The influences of mass failure on the erosion and hydraulic processes of gully headcuts based on an in situ scouring experiment in Dry-hot valley of China

摘要

Gully headcut retreat (GHR) is an important processes in gully development, and previous studies have tried to predict GHR rates based on flow hydraulic parameters during runoff scouring, but other dynamics such as gravity also affect GHR processes in addition to flow hydraulics. The aim of this study is to examine the influences of mass failures due to gravity on the erosion and hydraulics processes of gully headcuts during runoff scouring. A flow scouring experiment including 11 tests with two discharges (i.e., 7 tests with 83.31min(-1) and 4 tests with 166.71 min(-1)) was conducted on 5 in situ gully head plots with similar initial topographies.
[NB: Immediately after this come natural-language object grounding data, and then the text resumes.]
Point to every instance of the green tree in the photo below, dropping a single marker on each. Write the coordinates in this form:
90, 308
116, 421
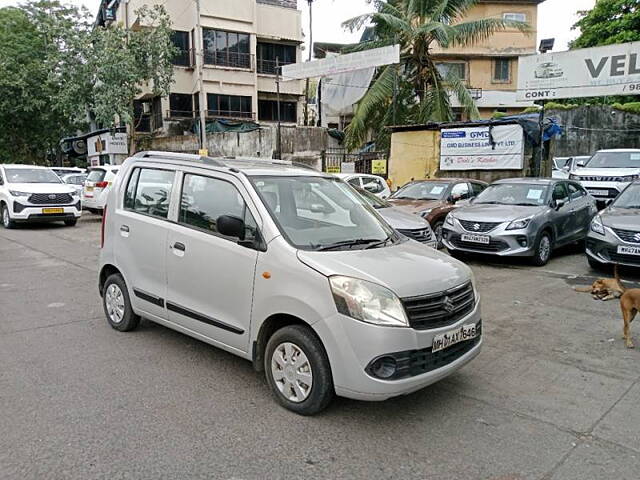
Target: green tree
416, 91
609, 22
129, 62
44, 80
Totally 36 mass failure events were observed of all the 5 gully heads during the experiment, and 63.9% of the events were occurred during the first 10 min of the tests after drying-rewetting cycles. The tests were classified into two series according to whether the mass failure occurred during the scouring. The tests with mass failures (Series I) contributed 81.7% of the total soil loss of GHR, and the average GHR rates by mass (GHR(m)) was about 5 times higher than that of the tests without mass failures (Series II). The mass failure clearly influenced the flow resistances on gully beds by increasing the surfaces roughness and the sediment load to gully beds, and the average Darcy-Weisbach friction factor (f) and Manning coefficient (n) of Series I were clearly higher than those of Series II. Compared to the previous studies without significant soil collapse from gully heads, the logarithmic growth relationship between GHR(m) and the energy consumption (Delta E-t) was quite weak in this study, but the R-2 between GHR(m) and Delta E-t increased for longer time scales. The results indicated that for individual runoff events, GHR rates could not be predicted by flow hydraulics alone because mass failures due to gravity made great contribution, but on longer time scales, the influence of soil collapse is reduced, and flow hydraulics become the key factor impacting GHR processes.